A subsequent agreement was hammered out on Wednesday night, by the Union home ministry to maintain calm on the border and allow a neutral central police force to act as peace-keepers.
Nevertheless, the two states have continued to trade charges of reinforcing police pickets and of refusing to honour the agreement which calls for pulling back forces from the border.
Assamese local organisations which had soon after the clash announced an economic blockade of Mizoram have since lifted their `blokade’, but truckers afraid of possible violence have opted to either park their vehicles near the border in Cachar district’s Dholai or to circumvent the troubled boundary by taking a longer route through Tripura.

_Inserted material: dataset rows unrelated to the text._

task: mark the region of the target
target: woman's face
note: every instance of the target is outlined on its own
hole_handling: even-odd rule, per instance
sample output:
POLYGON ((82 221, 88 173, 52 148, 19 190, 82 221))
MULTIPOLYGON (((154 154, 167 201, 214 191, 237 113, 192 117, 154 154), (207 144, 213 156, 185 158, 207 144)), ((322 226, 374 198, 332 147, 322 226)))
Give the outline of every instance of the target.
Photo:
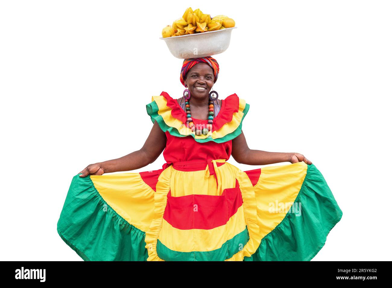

Assam government on Thursday had also issued an unprecedented travel advisory asking people not to travel to Mizoram and advised people from the state working or staying there to “exercise utmost caution.”
Tension along the border with Mizoram in Cachar and Hailakandi districts of Assam have been escalating since October 2020 with frequent incidents of burning of houses and encroachment of land.
The two states share a 164.6-km border between Assam’s Cachar, Hailakandi and Karimganj districts, and Mizoram’s Kolasib, Mamit and Aizawl districts.
Both states have differing interpretations of their territorial border.
While Mizoram believes that its border lies along an ‘inner line’ drawn up in 1875 to protect tribals from outside influence, Assam goes by a district demarcation done in the 1930s.